Patent Overview of Bosulif's Manufacturing Process
Bosulif, an oral tyrosine kinase inhibitor developed by Pfizer, is used to treat adults with chronic myeloid leukemia (CML) and acute lymphoblastic leukemia (ALL). The manufacturing process for Bosulif involves complex chemical synthesis [1] and particle engineering techniques.
Process Patents
US Patent No. 8,557,444, filed on November 2, 2007, and issued on October 29, 2013, discloses a crystalline form of bosutinib and processes for its preparation. The patent covers methods for isolating and purifying bosutinib using recrystallization techniques [2].
Additionally, US Patent No. 9,245,778, filed on November 15, 2013, and issued on January 26, 2016, claims a process for crystallizing bosutinib from a solution using a seeding step [3].
Manufacturing Process Patents Expiration
The patents that cover the manufacturing process for Bosulif will expire as follows:
- US Patent No. 8,557,444 expires on October 29, 2033.

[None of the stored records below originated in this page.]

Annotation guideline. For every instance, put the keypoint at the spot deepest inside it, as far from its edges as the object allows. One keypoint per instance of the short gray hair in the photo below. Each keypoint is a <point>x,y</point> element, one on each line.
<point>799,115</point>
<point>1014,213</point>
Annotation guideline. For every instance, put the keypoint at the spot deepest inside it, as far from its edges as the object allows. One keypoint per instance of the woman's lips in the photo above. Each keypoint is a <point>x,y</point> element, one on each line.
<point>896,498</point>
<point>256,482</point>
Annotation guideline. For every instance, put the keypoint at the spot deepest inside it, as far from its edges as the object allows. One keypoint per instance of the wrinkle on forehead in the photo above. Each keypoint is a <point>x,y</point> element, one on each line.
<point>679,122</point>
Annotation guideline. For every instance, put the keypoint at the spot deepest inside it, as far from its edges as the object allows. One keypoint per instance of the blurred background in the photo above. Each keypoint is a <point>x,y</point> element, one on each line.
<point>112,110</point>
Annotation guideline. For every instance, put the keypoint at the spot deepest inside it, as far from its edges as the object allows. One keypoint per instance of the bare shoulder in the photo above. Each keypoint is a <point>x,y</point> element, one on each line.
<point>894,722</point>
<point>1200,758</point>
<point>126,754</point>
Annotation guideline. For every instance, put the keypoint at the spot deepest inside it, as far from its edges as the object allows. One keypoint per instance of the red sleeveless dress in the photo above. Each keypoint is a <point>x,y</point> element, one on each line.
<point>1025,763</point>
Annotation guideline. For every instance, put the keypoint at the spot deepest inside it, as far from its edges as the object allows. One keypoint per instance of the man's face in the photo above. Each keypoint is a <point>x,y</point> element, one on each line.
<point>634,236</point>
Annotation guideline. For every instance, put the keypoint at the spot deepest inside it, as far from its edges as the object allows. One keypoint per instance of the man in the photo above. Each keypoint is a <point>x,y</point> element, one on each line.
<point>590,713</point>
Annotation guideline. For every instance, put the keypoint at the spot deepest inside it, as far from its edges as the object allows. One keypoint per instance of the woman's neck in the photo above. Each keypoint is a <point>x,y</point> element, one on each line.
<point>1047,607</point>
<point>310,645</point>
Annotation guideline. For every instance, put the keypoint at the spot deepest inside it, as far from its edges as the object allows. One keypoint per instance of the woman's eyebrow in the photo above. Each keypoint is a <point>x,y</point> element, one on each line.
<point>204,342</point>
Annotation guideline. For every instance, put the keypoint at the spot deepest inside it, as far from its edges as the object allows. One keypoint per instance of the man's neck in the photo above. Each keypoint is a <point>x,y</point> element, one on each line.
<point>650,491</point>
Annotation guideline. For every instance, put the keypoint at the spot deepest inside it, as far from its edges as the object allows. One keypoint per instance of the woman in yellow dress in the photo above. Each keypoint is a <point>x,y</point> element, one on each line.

- US Patent No. 9,245,778 expires on January 26, 2037.
Patent Expiration and Competition
After the patents expire, other pharmaceutical companies will be able to develop generic versions of Bosulif's manufacturing process, potentially increasing competition in the market and lowering prices for patients. However, manufacturers may still be restricted by other patents related to Bosulif's active pharmaceutical ingredient.
Sources
[1] https://www.drugpatentwatch.com/ - A comprehensive database of patented pharmaceutical compounds, including Bosulif (Bosutinib).
[2] US Patent 8,557,444 - Bosutinib - Crystal Form and Preparation Methods (issued October 29, 2013).
[3] US Patent 9,245,778 - Bosutinib - Crystallization Process (issued January 26, 2016).
[4] DrugPatentWatch.com - Bosutinib (Bosulif), a tyrosine kinase inhibitor for leukemia treatment.